За ужином он ведет себя крайне предупредительно, мы поддерживаем легкую беседу, стараясь избегать споров. Я рассказываю ему о том, что в прошлую субботу видела Мэйзи, и это его радует — в последнее время он советовал мне чаще выходить из дома, навещать старых друзей. Мы съедаем салат и цыплят и уже поглощаем ягоды со взбитыми сливками, когда Ян вдруг произносит:
— О, совсем забыл тебе сказать — я сегодня встретил Филиппа Эллиса!
— Кого? — Это имя мне ни о чем не говорит.
— Ну, тот мужчина, помнишь, в «Динг хоу» — ты еще о нем писала. Он исследует лягушек: как самки выбирают самцов или что-то в этом роде. Мы с ним несколько минут поговорили около редакции, а потом поехали обедать к Парагари. Он интересный человек, мы прекрасно провели время. На следующей неделе мы собираемся поиграть в гольф — погонять немного шары. Я сказал, что не играл со времени учебы в колледже.
Меня начинает тошнить. Я продолжаю бросать в рот ягоды, не чувствуя их вкуса. Сегодня М. упомянул этот ресторан «У Парагари», но не сказал, что обедал с Яном. Их встреча, я уверена, была не случайной. Я слушаю, как Ян рассказывает мне об этом обеде, и пытаюсь понять, что еще затеял М.

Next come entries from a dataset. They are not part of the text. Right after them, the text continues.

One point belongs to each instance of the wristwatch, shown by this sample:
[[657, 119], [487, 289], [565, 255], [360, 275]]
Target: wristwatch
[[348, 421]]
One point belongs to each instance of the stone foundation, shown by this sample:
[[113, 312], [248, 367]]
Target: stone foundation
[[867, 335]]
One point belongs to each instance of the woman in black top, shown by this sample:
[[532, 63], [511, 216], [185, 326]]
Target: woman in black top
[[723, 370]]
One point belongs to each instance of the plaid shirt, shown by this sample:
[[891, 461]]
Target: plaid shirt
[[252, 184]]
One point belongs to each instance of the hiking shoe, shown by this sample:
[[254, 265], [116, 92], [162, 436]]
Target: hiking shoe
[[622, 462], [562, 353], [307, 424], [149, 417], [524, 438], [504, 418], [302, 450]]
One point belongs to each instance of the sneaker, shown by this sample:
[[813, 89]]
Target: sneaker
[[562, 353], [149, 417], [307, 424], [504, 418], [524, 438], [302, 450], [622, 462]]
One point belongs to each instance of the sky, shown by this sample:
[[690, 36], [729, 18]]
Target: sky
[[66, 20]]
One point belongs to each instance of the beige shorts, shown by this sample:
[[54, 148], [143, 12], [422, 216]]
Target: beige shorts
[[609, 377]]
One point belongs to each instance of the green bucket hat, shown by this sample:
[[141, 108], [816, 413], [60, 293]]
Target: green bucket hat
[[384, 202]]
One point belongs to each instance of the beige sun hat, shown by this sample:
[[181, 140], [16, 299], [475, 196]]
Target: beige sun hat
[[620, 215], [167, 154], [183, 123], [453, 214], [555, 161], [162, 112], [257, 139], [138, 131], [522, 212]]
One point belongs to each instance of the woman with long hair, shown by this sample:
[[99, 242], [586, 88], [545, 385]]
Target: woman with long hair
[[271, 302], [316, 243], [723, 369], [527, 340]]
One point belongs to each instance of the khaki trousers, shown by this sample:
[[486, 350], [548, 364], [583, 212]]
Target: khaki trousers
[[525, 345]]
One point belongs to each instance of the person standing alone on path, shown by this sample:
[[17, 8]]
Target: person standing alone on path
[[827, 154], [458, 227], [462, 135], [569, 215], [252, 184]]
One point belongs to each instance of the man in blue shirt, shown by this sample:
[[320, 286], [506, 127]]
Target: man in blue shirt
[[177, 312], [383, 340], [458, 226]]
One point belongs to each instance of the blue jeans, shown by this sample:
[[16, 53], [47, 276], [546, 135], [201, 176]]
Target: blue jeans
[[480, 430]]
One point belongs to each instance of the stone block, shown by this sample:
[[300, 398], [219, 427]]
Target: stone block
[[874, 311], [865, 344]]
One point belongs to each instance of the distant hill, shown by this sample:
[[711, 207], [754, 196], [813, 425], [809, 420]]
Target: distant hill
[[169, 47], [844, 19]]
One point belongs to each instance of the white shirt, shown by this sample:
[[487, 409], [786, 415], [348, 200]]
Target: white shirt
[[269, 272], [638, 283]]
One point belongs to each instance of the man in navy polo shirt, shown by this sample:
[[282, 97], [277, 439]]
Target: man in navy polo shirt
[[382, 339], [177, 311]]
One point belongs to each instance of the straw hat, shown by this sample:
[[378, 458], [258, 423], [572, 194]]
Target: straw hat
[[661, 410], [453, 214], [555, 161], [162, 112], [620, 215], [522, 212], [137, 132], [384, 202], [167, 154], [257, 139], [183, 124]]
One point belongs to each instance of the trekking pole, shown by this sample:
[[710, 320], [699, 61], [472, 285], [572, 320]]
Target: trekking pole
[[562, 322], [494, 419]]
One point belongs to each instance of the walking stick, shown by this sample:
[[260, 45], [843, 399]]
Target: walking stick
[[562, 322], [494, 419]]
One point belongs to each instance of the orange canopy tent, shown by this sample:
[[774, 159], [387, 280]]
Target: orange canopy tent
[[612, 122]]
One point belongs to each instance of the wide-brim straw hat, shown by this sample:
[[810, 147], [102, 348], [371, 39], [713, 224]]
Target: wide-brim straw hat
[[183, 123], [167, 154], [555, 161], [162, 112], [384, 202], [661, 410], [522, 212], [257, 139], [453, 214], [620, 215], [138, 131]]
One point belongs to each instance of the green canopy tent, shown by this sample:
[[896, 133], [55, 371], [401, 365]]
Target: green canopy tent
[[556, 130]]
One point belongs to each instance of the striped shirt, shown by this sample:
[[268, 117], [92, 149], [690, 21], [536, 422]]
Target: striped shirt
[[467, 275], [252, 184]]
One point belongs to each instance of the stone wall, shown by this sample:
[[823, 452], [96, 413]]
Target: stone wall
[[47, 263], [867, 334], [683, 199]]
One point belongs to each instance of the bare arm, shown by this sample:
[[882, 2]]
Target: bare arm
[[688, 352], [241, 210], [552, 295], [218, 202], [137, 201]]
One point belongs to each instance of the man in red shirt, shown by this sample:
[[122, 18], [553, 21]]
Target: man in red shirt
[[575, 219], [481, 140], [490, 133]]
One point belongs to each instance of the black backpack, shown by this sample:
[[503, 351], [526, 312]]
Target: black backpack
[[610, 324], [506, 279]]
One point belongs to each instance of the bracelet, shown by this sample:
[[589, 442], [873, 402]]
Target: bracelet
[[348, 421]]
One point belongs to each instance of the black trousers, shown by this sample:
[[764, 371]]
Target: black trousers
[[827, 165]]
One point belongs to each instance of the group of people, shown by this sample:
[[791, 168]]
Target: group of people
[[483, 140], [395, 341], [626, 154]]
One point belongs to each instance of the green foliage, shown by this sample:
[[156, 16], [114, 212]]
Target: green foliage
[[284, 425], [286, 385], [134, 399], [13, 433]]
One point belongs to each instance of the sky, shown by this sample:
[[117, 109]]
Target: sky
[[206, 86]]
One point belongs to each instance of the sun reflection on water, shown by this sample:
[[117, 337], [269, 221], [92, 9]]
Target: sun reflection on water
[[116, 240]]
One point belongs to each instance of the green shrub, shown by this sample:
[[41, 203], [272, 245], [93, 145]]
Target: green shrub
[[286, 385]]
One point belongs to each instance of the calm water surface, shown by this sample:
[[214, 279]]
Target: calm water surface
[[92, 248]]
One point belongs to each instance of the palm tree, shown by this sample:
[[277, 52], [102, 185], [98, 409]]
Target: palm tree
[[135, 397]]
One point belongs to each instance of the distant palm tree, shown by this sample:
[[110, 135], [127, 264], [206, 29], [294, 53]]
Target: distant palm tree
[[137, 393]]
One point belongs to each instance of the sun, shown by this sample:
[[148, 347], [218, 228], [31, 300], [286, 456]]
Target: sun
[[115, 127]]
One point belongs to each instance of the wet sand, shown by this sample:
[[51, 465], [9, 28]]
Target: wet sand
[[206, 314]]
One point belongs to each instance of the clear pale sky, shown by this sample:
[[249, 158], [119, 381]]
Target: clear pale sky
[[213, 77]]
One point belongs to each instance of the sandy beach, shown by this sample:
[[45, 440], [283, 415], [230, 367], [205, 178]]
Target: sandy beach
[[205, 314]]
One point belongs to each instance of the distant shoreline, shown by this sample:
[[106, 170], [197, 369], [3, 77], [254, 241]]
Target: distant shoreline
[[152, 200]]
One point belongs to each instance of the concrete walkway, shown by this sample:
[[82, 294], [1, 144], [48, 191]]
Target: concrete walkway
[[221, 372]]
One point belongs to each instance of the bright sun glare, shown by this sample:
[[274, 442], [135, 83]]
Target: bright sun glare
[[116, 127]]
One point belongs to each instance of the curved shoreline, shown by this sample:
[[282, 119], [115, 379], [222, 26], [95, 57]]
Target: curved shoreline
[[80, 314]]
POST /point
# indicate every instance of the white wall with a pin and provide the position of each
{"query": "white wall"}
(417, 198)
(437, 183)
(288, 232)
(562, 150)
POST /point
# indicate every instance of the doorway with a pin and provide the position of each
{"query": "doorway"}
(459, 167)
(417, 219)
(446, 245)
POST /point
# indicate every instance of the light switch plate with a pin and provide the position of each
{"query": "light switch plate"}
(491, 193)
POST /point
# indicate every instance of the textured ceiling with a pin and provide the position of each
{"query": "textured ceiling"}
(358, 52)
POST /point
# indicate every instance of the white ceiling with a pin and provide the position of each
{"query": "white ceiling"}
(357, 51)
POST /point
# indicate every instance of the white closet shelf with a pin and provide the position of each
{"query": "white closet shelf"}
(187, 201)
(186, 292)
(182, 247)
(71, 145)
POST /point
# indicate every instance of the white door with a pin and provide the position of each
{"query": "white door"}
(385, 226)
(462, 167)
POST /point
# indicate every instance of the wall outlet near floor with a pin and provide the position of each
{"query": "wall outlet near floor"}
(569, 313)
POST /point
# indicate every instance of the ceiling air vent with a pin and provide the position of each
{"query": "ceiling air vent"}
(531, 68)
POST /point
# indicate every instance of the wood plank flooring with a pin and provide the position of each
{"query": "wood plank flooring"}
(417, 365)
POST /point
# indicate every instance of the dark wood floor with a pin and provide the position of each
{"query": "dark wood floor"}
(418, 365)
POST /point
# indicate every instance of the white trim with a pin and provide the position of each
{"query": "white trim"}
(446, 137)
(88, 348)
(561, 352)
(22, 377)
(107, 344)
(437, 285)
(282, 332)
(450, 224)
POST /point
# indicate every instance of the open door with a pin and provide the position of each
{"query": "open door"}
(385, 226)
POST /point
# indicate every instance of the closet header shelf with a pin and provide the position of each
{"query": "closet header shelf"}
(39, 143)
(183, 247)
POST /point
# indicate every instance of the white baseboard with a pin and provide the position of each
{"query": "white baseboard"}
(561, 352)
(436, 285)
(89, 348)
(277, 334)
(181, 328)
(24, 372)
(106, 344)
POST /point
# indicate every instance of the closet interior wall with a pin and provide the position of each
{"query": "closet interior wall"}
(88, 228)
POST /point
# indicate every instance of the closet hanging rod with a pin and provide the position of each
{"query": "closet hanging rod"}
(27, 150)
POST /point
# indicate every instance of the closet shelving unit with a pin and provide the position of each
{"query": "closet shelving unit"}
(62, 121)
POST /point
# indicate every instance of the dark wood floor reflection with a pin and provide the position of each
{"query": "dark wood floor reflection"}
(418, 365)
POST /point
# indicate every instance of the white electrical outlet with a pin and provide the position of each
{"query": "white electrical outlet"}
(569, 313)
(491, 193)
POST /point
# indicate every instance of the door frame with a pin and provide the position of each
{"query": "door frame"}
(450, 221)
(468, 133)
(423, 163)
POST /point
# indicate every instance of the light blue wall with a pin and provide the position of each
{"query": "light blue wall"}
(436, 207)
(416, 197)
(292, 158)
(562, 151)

На ночь я надеваю рубашку с длинными рукавами, чтобы Ян не заметил рубцов и ожогов. Возникшая напряженность со временем прошла, и теперь в обществе друг друга мы снова чувствуем себя свободно. Я решила показать Яну рассказы Фрэнни — «Водяную Крысу» и «Последний довод Фрэнни», не упомянув, что получила их от М. Сказала, что нашла их в компьютере Фрэнни. Ян читает их молча, в его глазах блестят слезы. Потом он так же молча обнимает меня, понимая, что слова здесь не помогут. Удивляюсь, почему я раньше не показала ему первый рассказ?
Ночью я лежу в его объятиях и думаю о Фрэнни, об М. и комнате для дрессировки. Когда Ян обнимает меня, я чувствую себя заключенным, получившим несколько часов передышки до следующей пытки. С ним безопасно, я знаю, чего ждать от него, и могу полностью расслабиться, зато М. высасывает из меня всю энергию, как из батарейки. Ян мне нужен, чтобы вновь зарядиться, он придает мне силы, необходимые для того, чтобы выдержать новую дозу безумия М. и продолжить путешествие по темной стороне его души.